The Supreme Court has refused to hear a plea seeking a direction to the government and the Central Board of Secondary Education to introduce moral science as a separate discipline in school curriculum.
A Bench of Chief Justice of India T.S. Thakur and Justice D.Y. Chandrachud, in a judgment, observed that it was not up to the court to decide how, and in what form, moral education should be imparted.
‘We lack the expertise’“While there can be no dispute about the need of providing value-based education, what form this should take and the manner in which values should be inculcated ought not to be ordained by the court. The court singularly lacks the expertise to do so,” Justice Chandrachud wrote in the recent judgment.
“The jurisdiction of this court under Article 32 is not a panacea for all ills but a remedy for the violation of fundamental rights. The remedies for such perceived grievances as the petitioner has about the dominant presence of materialism must lie elsewhere...,” the judgment said.
Executive’s jurisdictionJustice Chandrachud, on the petition filed by lawyer-petitioner Santosh Singh, observed that matters of the policy were “entrusted to the executive arm of the State”, and the court was concerned with the “preservation of the rule of law”.

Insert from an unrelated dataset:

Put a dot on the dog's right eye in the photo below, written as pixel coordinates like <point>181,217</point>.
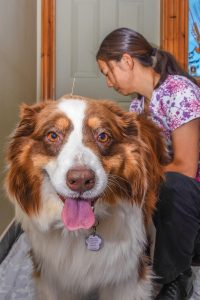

“There is a tendency on the part of public interest petitioners to assume that every good thing which society should aspire to achieve can be achieved through the instrument-ality of the court.
“The judicial process provides remedies for constitutional or legal infractions. Public interest litigation allows a relaxation of the strict rules of locus standi . However, the court must necessarily abide the parameters which govern a nuanced exercise of judicial power,” the verdict said.